Some 200 men and boys made their way to the surface, some through escape shafts, some using the hoisting cage.  Some miners who had already escaped returned to the mine to aid their coworkers.  Twelve of these, led by John Bundy, made six dangerous cage trips, rescuing many others.  The seventh trip, however, proved fatal when the cage operator misunderstood the miners' signals and brought them to the surface too late - the rescuers and those they attempted to rescue were burned to death.

One group of miners trapped in the mine built a makeshift wall to protect themselves from the fire and poisonous gases.  Although without food, they were able to drink from a pool of water leaking from a coal seam, moving deeper into the mine to escape the black damp.  Eight days later, the 21 survivors, known as the "eight day men", tore down the wall and made their way through the mine in search of more water, but came across a rescue party instead.  One of those 21 survivors died two days later with complications from asthma.

259 men and boys died.


Some Rescued Alive from Pit at Cherry
Cook County Herald, Arlington Heights, IL
November 26, 1909

Twenty-one men rose from the grave in Cherry, Ill., Saturday.  Twenty-one men pronounced dead days ago by all the mining experts in Illinois, rose from the depths of the St. Paul mine, where, with 310 others, they had been entombed for seven days, and when the people looked at them they were alive.  Cherry saw a tragedy one Saturday.  The next it witnessed a miracle.

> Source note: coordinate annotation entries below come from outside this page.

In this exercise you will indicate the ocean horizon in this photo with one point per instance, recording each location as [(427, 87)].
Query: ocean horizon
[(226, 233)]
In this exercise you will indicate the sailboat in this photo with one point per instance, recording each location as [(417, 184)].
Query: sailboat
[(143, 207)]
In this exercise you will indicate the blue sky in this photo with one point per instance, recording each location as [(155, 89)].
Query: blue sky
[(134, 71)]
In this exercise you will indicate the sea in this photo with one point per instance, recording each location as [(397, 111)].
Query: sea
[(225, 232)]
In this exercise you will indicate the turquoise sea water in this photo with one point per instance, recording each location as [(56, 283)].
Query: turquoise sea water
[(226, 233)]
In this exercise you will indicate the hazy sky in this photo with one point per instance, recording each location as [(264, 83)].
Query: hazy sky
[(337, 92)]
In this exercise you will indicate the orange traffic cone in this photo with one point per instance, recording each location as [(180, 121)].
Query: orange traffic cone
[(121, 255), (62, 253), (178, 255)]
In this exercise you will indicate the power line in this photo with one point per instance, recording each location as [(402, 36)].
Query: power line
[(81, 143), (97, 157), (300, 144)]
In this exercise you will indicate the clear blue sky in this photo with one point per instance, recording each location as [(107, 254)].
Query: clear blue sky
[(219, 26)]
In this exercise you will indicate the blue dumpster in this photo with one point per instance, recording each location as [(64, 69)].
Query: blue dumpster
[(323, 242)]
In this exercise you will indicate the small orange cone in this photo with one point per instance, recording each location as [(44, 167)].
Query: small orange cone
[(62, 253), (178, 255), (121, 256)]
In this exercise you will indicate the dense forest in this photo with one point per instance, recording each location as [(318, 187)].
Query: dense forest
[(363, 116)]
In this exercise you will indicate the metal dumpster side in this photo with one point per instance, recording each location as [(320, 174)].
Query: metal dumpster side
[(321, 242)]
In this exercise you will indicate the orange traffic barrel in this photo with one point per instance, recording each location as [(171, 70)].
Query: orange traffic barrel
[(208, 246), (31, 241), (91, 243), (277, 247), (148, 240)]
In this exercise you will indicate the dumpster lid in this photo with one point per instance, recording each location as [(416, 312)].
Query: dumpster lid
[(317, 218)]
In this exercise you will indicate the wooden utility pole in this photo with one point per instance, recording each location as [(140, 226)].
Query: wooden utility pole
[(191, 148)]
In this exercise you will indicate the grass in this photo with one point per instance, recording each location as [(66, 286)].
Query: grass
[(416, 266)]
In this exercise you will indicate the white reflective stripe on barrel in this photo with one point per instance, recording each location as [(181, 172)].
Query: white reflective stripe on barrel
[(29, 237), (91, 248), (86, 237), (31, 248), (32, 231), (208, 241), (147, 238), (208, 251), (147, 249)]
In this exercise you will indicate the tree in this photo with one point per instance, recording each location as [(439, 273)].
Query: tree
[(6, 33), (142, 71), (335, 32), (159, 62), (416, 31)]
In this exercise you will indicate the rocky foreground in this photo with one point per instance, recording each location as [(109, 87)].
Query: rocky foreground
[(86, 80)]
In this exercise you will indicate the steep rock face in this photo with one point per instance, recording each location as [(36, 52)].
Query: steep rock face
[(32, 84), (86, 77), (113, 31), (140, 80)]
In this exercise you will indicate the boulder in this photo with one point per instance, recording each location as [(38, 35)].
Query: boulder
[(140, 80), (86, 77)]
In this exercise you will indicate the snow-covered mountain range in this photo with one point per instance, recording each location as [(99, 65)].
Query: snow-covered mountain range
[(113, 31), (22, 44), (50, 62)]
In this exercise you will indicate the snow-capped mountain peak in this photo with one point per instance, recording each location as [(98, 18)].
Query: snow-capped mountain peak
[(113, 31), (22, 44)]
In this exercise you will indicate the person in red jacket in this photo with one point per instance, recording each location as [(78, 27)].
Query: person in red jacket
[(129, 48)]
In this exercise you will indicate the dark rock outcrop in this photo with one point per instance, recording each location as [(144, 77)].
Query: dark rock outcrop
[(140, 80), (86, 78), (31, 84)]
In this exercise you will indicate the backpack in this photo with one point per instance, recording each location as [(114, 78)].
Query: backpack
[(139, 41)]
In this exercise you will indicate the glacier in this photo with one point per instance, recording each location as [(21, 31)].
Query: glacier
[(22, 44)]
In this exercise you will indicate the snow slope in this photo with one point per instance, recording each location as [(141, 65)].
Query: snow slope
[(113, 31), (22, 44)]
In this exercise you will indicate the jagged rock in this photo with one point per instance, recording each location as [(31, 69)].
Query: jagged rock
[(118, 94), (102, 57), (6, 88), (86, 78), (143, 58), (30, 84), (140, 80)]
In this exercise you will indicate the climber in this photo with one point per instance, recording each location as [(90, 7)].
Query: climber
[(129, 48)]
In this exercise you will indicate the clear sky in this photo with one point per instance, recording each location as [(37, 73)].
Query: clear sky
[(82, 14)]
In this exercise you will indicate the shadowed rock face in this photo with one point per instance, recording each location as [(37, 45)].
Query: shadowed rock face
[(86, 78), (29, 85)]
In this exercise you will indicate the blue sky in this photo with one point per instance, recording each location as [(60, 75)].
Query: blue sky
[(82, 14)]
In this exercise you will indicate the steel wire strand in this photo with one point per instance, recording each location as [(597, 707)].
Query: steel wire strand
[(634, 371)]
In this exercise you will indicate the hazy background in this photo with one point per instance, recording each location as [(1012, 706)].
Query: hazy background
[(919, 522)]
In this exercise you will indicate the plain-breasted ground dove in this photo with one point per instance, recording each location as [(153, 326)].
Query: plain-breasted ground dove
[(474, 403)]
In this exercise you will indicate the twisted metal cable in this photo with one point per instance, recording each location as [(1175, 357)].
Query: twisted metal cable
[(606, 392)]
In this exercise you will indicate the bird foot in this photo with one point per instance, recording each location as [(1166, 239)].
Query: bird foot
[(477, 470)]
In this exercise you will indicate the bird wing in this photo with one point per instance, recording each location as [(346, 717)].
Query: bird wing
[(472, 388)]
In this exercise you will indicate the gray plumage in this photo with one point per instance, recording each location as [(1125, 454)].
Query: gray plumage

But, just when the hopes of the waiting wives of the remaining entombed miners were at their highest, when the rescuers seemed likely to bring scores of other living men to the surface, the sickening news came that the mine was again on fire.  At midnight a small fire broke out, cutting off the rescue work.  Fire apparatus had to be lowered and a stream of water had again to be turned into the mine.

The news of the rescue of living men swept through the village like a telepathic wave.  It transformed a community which was groveling in the deepest pits of woe into a community delirious with joy, intoxicated with hope.  When the men came forth from the shaft they found the whole community gathered to give them welcome When their eyes, accustomed for a wek [sic] to the inky blackness of a sealed-up mine, were able to take in the sights around them one of the first things that they saw was the piled-up coffins in which, by all the laws of science and engineering, they were to have been buried When they were able to speak the first words that left their lips were words that brought up hope that hundreds of other men yet in the mine might still be alive.  During the long watched of their own imprisonment they said they had heard sounds that made them sure that the crannies and corridors about them held living men.